The World Bank has retracted its recommendation to impose taxes on individuals earning less than Rs50,000, clarifying that the suggestion was based on 2019 data.
The move comes as the salaried class has reportedly outperformed exporters and the real-estate sector in tax contributions over the last three months, according to Federal Board of Revenue (FBR) sources.
The World Bank spokesperson stated, "The World Bank certainly does not recommend any reduction in the current nominal threshold, and how it was framed above may have indeed been misleading." The global lender cited the need to update its recommendation in light of recent inflation and labor market conditions to safeguard low-income groups.
The World Bank's previous analysis, which used 2019 data, proposed a lower exemption threshold for salaried individuals as part of a reformed income tax structure. However, the bank emphasized the necessity of revising this analysis with more recent data to ensure that low incomes are not adversely affected.
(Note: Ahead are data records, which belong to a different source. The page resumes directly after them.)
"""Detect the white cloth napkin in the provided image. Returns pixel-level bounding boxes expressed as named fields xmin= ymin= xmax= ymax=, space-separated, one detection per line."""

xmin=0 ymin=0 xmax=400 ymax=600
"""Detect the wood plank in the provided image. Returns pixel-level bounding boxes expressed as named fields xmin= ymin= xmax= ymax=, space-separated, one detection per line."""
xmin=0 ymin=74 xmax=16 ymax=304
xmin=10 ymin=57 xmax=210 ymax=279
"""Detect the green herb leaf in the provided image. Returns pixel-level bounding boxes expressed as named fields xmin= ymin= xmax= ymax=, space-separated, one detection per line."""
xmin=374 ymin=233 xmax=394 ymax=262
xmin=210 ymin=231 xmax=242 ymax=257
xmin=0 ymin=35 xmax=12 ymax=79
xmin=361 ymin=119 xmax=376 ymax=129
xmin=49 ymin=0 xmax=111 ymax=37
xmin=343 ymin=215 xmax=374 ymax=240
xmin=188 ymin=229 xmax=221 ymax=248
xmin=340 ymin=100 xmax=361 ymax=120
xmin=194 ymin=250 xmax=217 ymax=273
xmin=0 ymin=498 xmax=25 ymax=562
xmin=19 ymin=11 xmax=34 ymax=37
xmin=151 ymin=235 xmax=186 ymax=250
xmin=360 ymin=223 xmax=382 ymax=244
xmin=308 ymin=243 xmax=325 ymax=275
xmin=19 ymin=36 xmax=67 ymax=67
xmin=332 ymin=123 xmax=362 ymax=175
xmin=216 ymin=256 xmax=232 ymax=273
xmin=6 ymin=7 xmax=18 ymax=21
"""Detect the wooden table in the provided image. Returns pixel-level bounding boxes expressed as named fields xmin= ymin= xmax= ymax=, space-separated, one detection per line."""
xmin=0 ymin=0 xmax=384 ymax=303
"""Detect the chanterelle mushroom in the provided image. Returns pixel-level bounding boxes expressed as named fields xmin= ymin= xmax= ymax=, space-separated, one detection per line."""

The Washington-based institution recommended comprehensive tax reforms to make the overall system more progressive and to increase the tax burden on wealthy individuals. These reforms include reducing subsidies, eliminating regressive tax exemptions, and enhancing taxation on high-income earners. Additionally, the World Bank suggested improvements in the taxation of agriculture, property, and the retail sector.
The World Bank clarified that any adjustments to tax thresholds should be based on new survey data and designed to protect low incomes. The initial suggestion to tax individuals earning less than Rs50,000 had raised concerns among the salaried class, as they are already grappling with soaring inflation and the rising cost of living.